Answering that question is altogether more difficult. Some presenters will be financially sophisticated. Some will knowingly have engaged in risky tax behaviour. But a great majority will have relied on their advisers, will have been tacitly encouraged by the attitude of the BBC (‘how could the BBC be involved in tax avoidance?’) or other major broadcasters, and will have been fortified by the many years in which HMRC seemed barely to bother to apply IR35.
Is it really fair that we point the finger only at the presenter? Should the BBC escape moral obloquy? And what of the army of advisers?
Meanwhile, for those presenters who can lay reasonable claim not to be caught by IR35, further difficulties mount up.
HMRC is one actor and can behave strategically. It can choose the cases with the ‘ugliest’ fact patterns – for example, the Look North case mentioned above – and seek to establish the law by reference to those cases. Principles developed in those ‘ugly’ cases will then be applied to better fact patterns.
But the presenters are disparate. They may act in what they perceive to be their own interests rather than the collective interest. They may bear costs personally rather than pooling and sharing them – and so lack the resources to engage the best representatives. And they may not think to put their ‘best’ cases forward: will news presenters hold their cases back so that the easier categories of sports and talk presenters can go first?
These assessment whether IR35 applies involves a delicate balance of complex facts. It is far from straightforward. And it is perfectly possible – indeed it is likely – that these structural imbalances as between the disparate group of presenters, on the one hand, and HMRC, on the other, will cause whole classes of presenter who might otherwise escape liability instead to bear it.
Hard cases, as every lawyer knows, make bad law.
The weight of tax liability, moral responsibility, and the burden of bad law.
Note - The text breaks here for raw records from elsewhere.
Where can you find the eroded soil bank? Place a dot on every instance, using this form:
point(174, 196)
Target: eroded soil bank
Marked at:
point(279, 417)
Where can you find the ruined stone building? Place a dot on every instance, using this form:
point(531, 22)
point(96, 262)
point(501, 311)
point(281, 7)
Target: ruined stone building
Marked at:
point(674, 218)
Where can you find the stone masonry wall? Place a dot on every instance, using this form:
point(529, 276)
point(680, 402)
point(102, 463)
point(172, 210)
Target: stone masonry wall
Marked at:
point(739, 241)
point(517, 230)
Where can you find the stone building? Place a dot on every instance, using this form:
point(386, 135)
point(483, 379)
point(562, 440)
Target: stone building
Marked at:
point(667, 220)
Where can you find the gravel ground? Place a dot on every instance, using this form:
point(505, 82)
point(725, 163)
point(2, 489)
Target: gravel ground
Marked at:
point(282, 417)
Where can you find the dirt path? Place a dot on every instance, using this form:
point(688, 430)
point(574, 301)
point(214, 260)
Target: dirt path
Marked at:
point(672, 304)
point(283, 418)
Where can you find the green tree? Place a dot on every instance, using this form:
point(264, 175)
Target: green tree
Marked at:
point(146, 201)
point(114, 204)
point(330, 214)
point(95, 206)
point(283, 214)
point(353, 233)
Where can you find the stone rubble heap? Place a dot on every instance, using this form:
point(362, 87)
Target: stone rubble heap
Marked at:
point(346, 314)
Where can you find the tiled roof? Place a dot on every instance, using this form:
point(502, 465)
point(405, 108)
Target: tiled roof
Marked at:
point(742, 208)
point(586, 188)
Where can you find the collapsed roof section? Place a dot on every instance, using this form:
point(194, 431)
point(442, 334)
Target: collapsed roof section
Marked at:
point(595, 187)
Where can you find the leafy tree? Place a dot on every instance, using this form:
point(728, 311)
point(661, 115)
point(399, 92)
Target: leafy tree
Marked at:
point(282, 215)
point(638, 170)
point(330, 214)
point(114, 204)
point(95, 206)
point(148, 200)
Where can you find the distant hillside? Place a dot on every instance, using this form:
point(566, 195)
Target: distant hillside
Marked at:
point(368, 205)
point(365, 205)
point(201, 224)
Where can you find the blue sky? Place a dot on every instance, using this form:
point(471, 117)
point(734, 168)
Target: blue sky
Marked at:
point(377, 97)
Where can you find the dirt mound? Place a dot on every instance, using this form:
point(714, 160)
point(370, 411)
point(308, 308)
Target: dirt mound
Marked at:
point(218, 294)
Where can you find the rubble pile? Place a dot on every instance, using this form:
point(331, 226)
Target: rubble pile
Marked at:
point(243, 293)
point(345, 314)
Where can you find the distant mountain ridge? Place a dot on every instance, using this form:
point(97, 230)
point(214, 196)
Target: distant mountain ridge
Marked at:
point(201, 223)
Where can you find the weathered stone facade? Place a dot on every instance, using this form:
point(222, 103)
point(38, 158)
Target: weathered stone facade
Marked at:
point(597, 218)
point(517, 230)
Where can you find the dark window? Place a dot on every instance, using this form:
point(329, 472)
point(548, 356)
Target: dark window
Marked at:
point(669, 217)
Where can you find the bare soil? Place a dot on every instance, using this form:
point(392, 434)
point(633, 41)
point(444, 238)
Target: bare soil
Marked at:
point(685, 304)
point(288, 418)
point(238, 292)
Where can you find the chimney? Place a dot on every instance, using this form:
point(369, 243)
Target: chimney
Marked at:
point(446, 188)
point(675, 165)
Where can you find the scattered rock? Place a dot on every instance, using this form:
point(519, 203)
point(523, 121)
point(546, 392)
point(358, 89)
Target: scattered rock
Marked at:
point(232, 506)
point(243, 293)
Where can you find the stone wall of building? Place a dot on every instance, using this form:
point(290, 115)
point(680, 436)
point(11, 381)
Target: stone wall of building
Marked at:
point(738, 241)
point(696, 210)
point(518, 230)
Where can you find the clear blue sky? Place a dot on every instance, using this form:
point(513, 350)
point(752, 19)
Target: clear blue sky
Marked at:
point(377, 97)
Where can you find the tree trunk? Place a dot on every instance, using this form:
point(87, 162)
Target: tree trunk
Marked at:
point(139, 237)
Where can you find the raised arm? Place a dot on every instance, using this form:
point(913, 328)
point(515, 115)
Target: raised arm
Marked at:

All could come to fall on presenters.
*For tax liabilities accruing from the start of this tax year, we will revert to the original intention, but only in respect of public sector employers. This biased approach makes little sense. Writing on the day of his announcement, I argued that this step made little sense unless you wanted to tilt the playing field in favour of public sector outsourcers.
**Transparency note. I am professionally active in this field advising both broadcasters and presenters.